FREDERICK — The West Frederick Farmers Market was recently voted third favorite market in the state and 15th in the nation in the American Farmland Trust’s America’s Favorite Farmers Markets contest for 2011.
The market, held Saturday on Baughman’s Lane off U.S. 40, placed in the top 20 small markets in the country.
This was the second year the West Frederick group entered the contest, which ended Aug. 31. American Farmland Trust holds the annual contest to raise national awareness of the importance of buying fresh food from local farms and saving farmland where it’s grown.
The market, Frederick’s largest, has 20 vendors of local and regional products, including produce, meats, crafts and baked goods, and is classified as a “small” market in the AFT competition.
“We appreciate the great support from our customers, and the vendors at West Frederick who have voted our customers the best in the country,” said the market’s president, Danny Rohrer.
The Bethesda and Chestertown markets were voted first and second favorite small markets in Maryland.
“The Chestertown market has beaten us big time last year and this year,” market manager Wendy Barth said. “I’m going to have to go over there and take a look. Are they voting early and often, or what?”
The West Frederick market, which opened in 1993, has seen a steady increase of customers over time, said Barth, who also manages the Everedy Square and Shab Row farmers market.
Barth credits the vendors and customers for a great market.
“I am just the on-site manager and contact person,” Barth said. “Danny, our president, has done most of the work for the market for the past couple of years. Linda Norris, whom we hired this year for marketing and social media, has been outstanding, and she definitely helped bring in the votes.”
According to the Maryland Department of Agriculture, more than 120 farmers markets across the state provide consumers with fresh, local produce and new avenues for producers to market their harvest.
Buying local products is important for Maryland farmers and the state’s economy.

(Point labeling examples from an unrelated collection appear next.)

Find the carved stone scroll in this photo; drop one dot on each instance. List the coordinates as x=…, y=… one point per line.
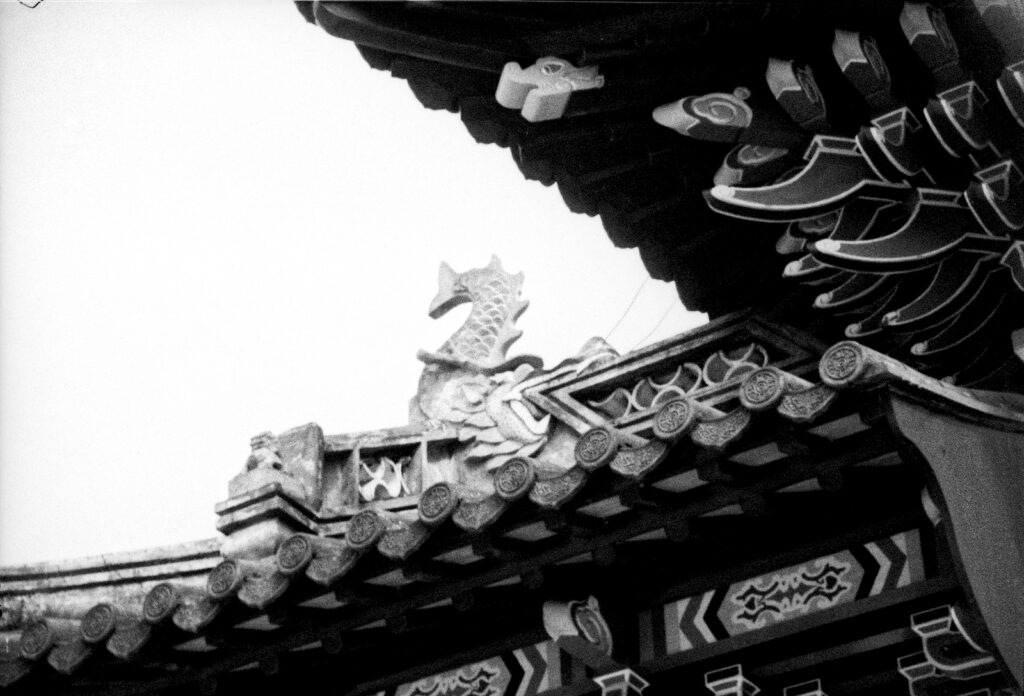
x=639, y=462
x=332, y=559
x=401, y=538
x=476, y=512
x=68, y=657
x=719, y=433
x=553, y=489
x=752, y=165
x=596, y=448
x=436, y=504
x=764, y=389
x=514, y=478
x=196, y=611
x=160, y=603
x=718, y=117
x=807, y=404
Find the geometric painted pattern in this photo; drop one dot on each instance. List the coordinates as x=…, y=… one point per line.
x=756, y=603
x=524, y=671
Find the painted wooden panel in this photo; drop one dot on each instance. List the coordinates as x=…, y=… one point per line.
x=758, y=603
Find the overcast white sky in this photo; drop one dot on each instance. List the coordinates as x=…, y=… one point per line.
x=215, y=219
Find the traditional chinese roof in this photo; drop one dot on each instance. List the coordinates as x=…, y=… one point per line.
x=734, y=495
x=852, y=169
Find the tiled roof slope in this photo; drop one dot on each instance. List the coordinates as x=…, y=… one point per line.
x=768, y=437
x=679, y=138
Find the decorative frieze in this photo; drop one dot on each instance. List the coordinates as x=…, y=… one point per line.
x=524, y=671
x=761, y=602
x=689, y=378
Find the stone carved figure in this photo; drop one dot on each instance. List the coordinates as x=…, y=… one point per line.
x=469, y=383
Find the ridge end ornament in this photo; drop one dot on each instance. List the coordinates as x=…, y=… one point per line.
x=470, y=384
x=542, y=91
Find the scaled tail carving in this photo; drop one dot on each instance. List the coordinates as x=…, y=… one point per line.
x=470, y=384
x=481, y=343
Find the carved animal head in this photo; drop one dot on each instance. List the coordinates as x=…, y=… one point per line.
x=455, y=289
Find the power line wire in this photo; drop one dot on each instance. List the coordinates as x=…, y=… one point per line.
x=608, y=334
x=656, y=325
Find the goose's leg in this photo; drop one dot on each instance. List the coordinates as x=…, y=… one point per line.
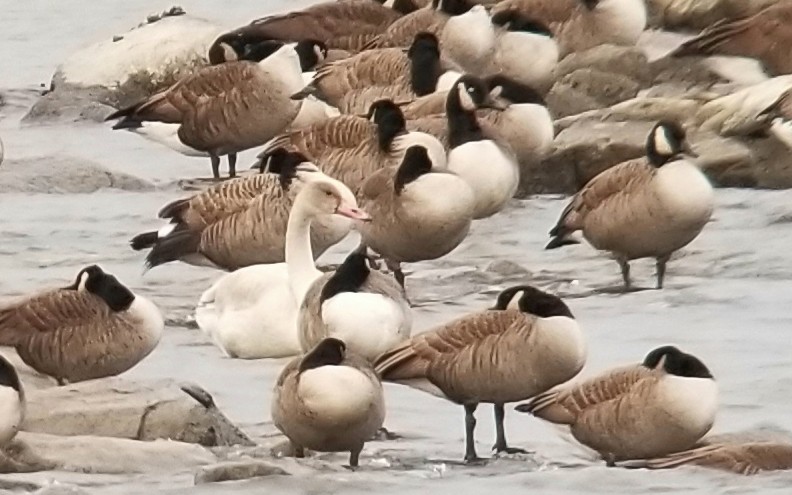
x=661, y=262
x=470, y=426
x=232, y=165
x=215, y=166
x=500, y=434
x=625, y=268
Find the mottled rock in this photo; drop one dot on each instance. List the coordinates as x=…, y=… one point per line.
x=104, y=455
x=588, y=89
x=239, y=470
x=121, y=70
x=116, y=407
x=64, y=175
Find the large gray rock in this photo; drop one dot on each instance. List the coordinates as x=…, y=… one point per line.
x=121, y=70
x=64, y=174
x=104, y=455
x=115, y=407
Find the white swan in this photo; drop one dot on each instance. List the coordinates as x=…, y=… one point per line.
x=252, y=313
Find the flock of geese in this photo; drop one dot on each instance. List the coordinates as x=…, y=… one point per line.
x=406, y=123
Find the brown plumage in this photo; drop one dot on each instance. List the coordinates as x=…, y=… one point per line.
x=665, y=404
x=528, y=343
x=224, y=109
x=91, y=329
x=739, y=454
x=765, y=36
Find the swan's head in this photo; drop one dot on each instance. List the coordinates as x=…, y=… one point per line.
x=666, y=141
x=329, y=197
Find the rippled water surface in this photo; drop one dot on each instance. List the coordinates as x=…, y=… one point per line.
x=728, y=297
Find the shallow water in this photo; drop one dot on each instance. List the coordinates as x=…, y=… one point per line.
x=725, y=299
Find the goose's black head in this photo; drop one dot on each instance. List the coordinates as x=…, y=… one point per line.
x=105, y=286
x=416, y=163
x=513, y=20
x=282, y=162
x=531, y=300
x=676, y=362
x=312, y=54
x=9, y=376
x=666, y=141
x=389, y=120
x=452, y=7
x=348, y=277
x=513, y=91
x=328, y=352
x=425, y=67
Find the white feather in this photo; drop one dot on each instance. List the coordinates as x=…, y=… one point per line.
x=368, y=323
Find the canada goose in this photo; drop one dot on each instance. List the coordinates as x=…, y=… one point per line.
x=12, y=411
x=417, y=71
x=329, y=400
x=351, y=148
x=528, y=343
x=664, y=405
x=346, y=25
x=410, y=221
x=228, y=231
x=642, y=208
x=94, y=328
x=764, y=36
x=221, y=109
x=430, y=19
x=251, y=313
x=486, y=165
x=584, y=24
x=366, y=309
x=737, y=453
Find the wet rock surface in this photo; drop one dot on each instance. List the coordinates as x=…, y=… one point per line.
x=64, y=175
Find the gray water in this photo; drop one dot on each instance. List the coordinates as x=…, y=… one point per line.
x=725, y=301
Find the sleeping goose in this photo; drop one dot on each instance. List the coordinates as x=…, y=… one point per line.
x=329, y=400
x=94, y=328
x=583, y=24
x=765, y=36
x=245, y=223
x=351, y=148
x=664, y=405
x=222, y=109
x=528, y=343
x=410, y=221
x=251, y=313
x=412, y=73
x=642, y=208
x=366, y=309
x=12, y=411
x=343, y=25
x=488, y=167
x=737, y=453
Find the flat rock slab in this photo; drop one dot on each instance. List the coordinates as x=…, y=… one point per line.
x=115, y=407
x=64, y=175
x=104, y=455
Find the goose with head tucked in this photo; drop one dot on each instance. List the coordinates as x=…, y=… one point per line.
x=366, y=309
x=664, y=405
x=222, y=109
x=94, y=328
x=240, y=224
x=329, y=400
x=351, y=148
x=251, y=313
x=525, y=345
x=644, y=208
x=13, y=405
x=410, y=221
x=486, y=164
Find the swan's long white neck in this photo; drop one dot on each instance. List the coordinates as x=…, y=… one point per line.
x=299, y=255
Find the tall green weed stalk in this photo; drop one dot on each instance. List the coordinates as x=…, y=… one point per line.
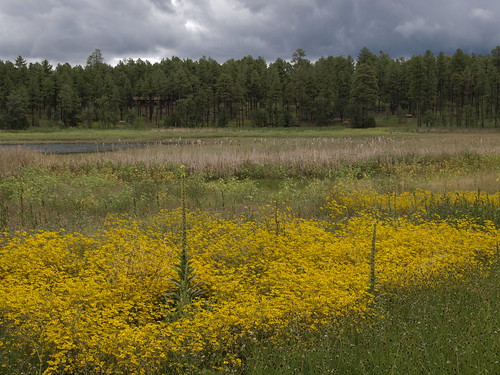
x=186, y=289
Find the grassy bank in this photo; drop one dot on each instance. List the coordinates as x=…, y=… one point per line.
x=280, y=231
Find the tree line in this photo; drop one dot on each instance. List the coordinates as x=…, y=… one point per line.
x=444, y=90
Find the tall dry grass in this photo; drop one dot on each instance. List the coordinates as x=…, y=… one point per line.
x=230, y=154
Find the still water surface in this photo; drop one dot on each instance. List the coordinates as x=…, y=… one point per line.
x=75, y=148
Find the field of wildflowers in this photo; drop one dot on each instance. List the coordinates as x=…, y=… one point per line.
x=96, y=304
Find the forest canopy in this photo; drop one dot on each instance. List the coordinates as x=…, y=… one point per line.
x=438, y=90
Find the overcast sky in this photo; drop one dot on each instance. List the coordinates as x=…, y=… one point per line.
x=70, y=30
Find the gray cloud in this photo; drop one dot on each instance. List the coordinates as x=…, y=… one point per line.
x=68, y=31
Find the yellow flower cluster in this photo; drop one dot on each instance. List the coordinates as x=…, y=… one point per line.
x=344, y=202
x=96, y=304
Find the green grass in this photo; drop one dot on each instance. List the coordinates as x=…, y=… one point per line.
x=152, y=134
x=449, y=329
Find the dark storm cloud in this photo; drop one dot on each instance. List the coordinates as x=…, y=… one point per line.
x=68, y=31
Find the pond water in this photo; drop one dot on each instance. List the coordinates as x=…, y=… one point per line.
x=75, y=148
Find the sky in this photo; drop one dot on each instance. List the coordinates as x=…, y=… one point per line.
x=70, y=30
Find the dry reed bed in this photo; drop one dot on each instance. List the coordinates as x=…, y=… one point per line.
x=234, y=153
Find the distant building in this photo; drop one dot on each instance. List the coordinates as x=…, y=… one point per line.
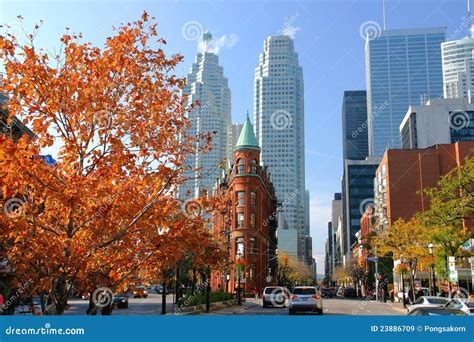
x=402, y=174
x=279, y=127
x=357, y=194
x=439, y=121
x=207, y=85
x=458, y=67
x=403, y=68
x=236, y=129
x=249, y=226
x=354, y=125
x=15, y=128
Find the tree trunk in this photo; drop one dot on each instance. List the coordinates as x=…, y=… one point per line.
x=61, y=294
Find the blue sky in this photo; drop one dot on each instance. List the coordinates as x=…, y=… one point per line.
x=327, y=38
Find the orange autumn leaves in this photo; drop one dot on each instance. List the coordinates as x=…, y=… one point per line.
x=117, y=119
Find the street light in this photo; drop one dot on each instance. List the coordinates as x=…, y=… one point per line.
x=431, y=250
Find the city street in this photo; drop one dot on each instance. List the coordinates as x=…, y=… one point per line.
x=333, y=306
x=149, y=306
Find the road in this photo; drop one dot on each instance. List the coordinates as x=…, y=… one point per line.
x=334, y=306
x=149, y=306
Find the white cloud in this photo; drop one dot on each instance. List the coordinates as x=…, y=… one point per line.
x=290, y=30
x=216, y=44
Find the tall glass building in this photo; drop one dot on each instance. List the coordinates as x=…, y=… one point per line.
x=206, y=83
x=403, y=68
x=279, y=127
x=354, y=125
x=458, y=68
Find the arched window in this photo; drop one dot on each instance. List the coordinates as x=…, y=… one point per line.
x=254, y=166
x=240, y=166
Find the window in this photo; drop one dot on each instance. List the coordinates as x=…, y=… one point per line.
x=240, y=220
x=254, y=166
x=253, y=246
x=240, y=198
x=252, y=220
x=239, y=246
x=240, y=166
x=252, y=272
x=253, y=198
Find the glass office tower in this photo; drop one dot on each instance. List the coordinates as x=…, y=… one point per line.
x=403, y=68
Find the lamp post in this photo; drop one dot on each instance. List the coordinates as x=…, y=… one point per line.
x=237, y=267
x=433, y=275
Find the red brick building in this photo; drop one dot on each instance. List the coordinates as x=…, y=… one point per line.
x=249, y=221
x=403, y=173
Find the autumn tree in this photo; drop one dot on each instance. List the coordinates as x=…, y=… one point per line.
x=107, y=208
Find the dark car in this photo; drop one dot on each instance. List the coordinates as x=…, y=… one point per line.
x=121, y=301
x=350, y=292
x=435, y=311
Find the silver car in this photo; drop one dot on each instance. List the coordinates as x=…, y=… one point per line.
x=277, y=296
x=426, y=301
x=305, y=299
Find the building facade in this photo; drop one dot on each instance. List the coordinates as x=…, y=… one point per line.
x=249, y=221
x=402, y=174
x=207, y=86
x=357, y=195
x=458, y=68
x=279, y=127
x=439, y=121
x=403, y=68
x=354, y=125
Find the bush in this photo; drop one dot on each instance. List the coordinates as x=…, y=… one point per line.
x=199, y=298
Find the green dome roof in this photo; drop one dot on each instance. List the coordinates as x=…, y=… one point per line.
x=247, y=137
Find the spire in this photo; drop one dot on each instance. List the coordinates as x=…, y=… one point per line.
x=247, y=137
x=469, y=28
x=207, y=38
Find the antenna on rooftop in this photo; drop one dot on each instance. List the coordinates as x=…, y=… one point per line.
x=384, y=15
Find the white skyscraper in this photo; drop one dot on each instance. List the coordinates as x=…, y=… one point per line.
x=206, y=83
x=279, y=127
x=458, y=65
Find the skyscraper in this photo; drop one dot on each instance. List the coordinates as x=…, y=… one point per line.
x=458, y=68
x=279, y=127
x=403, y=68
x=354, y=125
x=206, y=83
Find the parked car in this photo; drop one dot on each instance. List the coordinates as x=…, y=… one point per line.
x=140, y=292
x=350, y=292
x=425, y=301
x=435, y=311
x=121, y=301
x=277, y=296
x=305, y=299
x=159, y=289
x=328, y=292
x=466, y=307
x=29, y=306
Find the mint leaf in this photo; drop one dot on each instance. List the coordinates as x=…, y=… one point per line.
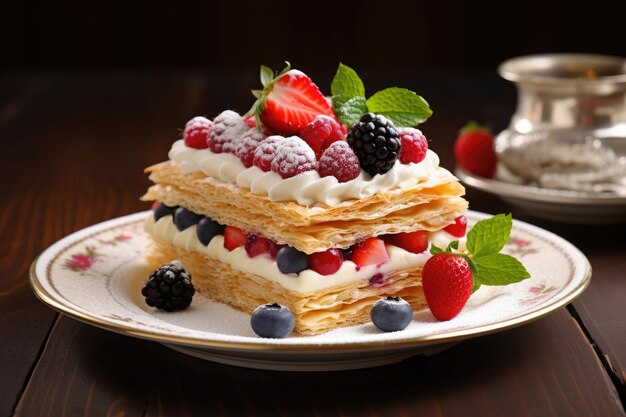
x=351, y=111
x=499, y=269
x=267, y=75
x=347, y=83
x=403, y=107
x=489, y=236
x=339, y=100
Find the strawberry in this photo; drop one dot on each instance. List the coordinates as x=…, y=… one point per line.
x=369, y=252
x=289, y=101
x=234, y=237
x=414, y=242
x=474, y=151
x=447, y=283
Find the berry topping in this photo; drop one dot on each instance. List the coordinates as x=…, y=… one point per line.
x=257, y=245
x=447, y=283
x=376, y=143
x=327, y=262
x=272, y=320
x=169, y=288
x=207, y=229
x=162, y=210
x=474, y=151
x=184, y=218
x=369, y=252
x=247, y=145
x=414, y=242
x=196, y=132
x=391, y=314
x=293, y=156
x=339, y=161
x=274, y=248
x=457, y=228
x=414, y=145
x=290, y=101
x=291, y=261
x=266, y=151
x=228, y=127
x=321, y=132
x=234, y=237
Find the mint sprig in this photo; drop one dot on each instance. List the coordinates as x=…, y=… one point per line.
x=484, y=242
x=403, y=107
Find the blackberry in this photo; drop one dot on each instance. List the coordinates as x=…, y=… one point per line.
x=375, y=142
x=169, y=288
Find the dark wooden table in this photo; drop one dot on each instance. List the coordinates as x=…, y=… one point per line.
x=73, y=149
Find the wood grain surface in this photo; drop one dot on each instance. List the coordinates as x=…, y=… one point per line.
x=74, y=147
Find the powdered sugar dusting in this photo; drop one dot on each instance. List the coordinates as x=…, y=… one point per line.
x=339, y=161
x=228, y=127
x=248, y=144
x=265, y=152
x=293, y=157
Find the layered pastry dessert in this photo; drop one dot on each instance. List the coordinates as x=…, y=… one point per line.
x=298, y=205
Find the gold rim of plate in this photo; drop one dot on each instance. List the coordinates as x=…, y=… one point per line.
x=418, y=341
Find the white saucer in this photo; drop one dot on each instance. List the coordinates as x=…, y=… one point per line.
x=550, y=204
x=95, y=275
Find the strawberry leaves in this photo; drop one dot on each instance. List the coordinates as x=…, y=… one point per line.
x=403, y=107
x=484, y=242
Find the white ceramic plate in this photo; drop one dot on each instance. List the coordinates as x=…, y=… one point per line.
x=95, y=275
x=556, y=205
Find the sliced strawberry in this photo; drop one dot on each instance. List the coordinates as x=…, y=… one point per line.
x=369, y=252
x=257, y=245
x=234, y=237
x=290, y=101
x=414, y=242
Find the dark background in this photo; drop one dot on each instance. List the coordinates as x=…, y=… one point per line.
x=313, y=35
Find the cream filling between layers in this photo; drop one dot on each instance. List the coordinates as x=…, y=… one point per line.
x=307, y=281
x=307, y=188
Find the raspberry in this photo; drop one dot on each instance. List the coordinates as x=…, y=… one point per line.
x=474, y=150
x=293, y=157
x=414, y=145
x=320, y=133
x=197, y=132
x=248, y=144
x=327, y=262
x=265, y=152
x=339, y=161
x=457, y=228
x=227, y=130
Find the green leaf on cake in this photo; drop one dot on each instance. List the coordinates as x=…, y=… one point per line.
x=490, y=235
x=403, y=107
x=352, y=110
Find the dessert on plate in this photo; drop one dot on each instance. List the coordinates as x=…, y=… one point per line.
x=323, y=205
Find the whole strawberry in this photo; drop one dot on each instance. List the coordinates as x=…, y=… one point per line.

“If every household in Maryland spent just $10 of their weekly food budget on Maryland ag products — vegetables, fruit, milk, cheese, wine, beef, chicken — it would increase the agriculture economy by $1.144 billion a year,” Alison Howard of Homestead Farms in Millington said in a statement. “Currently, with a $1.6 billion ag industry, one in seven jobs is farm-related. Buying $10 per week would essentially double that, necessitating more hiring and definitely increasing the purchase of products we need to run our farms.”
American Farmland Trust works to save America’s farm and ranch land, promotes environmentally sound farming practices and supports a sustainable future for farms.